Nusaybin: Unutulmuş Hazineleri ve Turizmde Geri Planda Kalan Tarihi Şehir..
Nusaybin, tarihi mirası, kültürel zenginlikleri ve eşsiz doğasıyla turizmde hak ettiği değeri görmeyen bir medeniyetler şehri. Mor Yakup Kilisesi, Zeynel Abidin Camii, Beyazsu ve daha birçok tarihi alan, bu kadim şehrin turizm potansiyelini gözler önüne seriyor. Ancak Nusaybin, hala dünyaya tanıtılmayı bekleyen bir hazine.

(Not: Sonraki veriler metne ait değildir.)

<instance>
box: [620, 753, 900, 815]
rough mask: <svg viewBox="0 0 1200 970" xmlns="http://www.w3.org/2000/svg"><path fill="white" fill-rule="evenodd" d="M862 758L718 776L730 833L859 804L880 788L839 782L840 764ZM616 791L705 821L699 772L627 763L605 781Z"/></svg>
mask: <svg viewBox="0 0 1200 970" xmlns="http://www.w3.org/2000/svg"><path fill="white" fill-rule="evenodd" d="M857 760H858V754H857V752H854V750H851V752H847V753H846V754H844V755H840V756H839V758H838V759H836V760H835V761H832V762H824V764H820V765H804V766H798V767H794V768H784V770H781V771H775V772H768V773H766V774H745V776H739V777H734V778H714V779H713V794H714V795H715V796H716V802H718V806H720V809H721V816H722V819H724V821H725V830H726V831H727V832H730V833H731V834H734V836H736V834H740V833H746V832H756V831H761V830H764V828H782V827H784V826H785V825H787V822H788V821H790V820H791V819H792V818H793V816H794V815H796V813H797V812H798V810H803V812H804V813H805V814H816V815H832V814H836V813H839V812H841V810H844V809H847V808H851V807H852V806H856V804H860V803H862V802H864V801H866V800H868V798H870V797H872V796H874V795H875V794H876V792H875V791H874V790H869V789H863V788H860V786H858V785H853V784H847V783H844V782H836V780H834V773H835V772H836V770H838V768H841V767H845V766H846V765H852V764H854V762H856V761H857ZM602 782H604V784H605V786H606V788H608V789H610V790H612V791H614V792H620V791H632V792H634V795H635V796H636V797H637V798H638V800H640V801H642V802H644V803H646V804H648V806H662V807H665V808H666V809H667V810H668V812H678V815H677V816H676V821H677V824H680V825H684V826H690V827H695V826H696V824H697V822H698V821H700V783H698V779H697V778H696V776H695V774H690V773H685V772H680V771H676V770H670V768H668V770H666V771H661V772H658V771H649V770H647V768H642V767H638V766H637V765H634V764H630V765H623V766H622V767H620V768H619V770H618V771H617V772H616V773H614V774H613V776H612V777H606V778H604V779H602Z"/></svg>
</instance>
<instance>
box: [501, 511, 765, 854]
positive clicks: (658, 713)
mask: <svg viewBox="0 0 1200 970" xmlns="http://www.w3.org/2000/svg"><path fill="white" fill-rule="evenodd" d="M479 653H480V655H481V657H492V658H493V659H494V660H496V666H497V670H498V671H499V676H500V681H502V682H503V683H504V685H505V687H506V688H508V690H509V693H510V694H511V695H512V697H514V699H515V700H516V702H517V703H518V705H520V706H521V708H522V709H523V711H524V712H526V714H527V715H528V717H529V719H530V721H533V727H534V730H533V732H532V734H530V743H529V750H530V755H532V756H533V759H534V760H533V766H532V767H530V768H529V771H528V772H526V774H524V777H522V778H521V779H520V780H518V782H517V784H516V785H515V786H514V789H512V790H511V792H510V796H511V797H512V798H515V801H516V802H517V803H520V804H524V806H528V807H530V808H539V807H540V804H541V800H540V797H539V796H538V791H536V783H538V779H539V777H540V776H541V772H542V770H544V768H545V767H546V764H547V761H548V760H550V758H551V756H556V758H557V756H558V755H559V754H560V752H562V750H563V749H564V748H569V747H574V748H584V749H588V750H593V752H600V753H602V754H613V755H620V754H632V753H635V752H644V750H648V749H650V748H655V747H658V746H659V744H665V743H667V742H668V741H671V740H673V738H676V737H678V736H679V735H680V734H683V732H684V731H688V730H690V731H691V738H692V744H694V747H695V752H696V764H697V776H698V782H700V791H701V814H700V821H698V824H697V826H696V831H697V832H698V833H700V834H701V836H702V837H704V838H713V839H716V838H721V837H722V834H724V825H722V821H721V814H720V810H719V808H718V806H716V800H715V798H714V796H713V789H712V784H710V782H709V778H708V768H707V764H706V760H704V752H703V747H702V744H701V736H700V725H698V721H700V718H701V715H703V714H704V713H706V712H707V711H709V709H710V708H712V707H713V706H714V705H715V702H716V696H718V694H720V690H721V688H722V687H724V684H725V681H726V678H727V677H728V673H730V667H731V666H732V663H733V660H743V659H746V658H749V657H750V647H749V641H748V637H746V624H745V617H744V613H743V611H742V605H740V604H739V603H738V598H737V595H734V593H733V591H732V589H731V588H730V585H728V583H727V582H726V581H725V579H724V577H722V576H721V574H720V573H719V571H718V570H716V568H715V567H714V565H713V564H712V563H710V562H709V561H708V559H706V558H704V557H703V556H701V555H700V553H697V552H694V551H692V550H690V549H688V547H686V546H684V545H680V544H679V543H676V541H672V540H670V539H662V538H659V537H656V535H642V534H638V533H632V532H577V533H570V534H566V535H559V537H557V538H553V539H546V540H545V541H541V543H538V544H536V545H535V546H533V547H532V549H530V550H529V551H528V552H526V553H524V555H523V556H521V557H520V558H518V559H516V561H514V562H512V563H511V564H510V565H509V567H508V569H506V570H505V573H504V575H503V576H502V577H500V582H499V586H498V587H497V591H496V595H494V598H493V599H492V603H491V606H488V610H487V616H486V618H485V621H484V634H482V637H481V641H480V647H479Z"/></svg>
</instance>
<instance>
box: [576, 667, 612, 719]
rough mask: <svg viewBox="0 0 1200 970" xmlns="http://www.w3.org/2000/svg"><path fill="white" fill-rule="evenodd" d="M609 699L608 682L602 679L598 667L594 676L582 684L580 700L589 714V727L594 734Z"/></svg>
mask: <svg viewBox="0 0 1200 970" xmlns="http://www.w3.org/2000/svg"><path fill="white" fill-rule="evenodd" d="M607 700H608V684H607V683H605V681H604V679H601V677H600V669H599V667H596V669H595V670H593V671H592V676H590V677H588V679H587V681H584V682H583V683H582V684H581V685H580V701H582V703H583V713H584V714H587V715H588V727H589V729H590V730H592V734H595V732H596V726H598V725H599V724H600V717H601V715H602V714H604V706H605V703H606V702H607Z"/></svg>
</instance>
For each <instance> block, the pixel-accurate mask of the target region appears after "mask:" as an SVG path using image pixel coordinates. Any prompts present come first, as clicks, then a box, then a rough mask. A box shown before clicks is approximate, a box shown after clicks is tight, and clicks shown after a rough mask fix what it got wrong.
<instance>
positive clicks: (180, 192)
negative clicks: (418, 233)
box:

Bu yazıda, Nusaybin’in turizmde geri planda kalmasının sebepleri ve bu kadim şehri keşfetmenin önemi ele alınıyor.

Nusaybin buna layık mı?
Tarihin yükünü omuzlamış, nice medeniyete beşiklik etmiş bu kadim şehir… Bugün kendi sessizliğine terk edilmiş gibi.
Oysa Zeynel Abidin Camii, Mor Yakup Kilisesi, Gırnavas Höyüğü, Beyazsu’nun serin akıntıları… Liste uzayıp gidiyor.
Bir yanda taşlara kazınmış binlerce yıllık hikâyeler; diğer yanda çağlayan suların sonsuz fısıltısı.
Peki, Nusaybin neden turizmde geri planda?
Bugün Mardin denince akla Artuklu’nun büyülü sokakları, Midyat’ın taş konakları geliyor.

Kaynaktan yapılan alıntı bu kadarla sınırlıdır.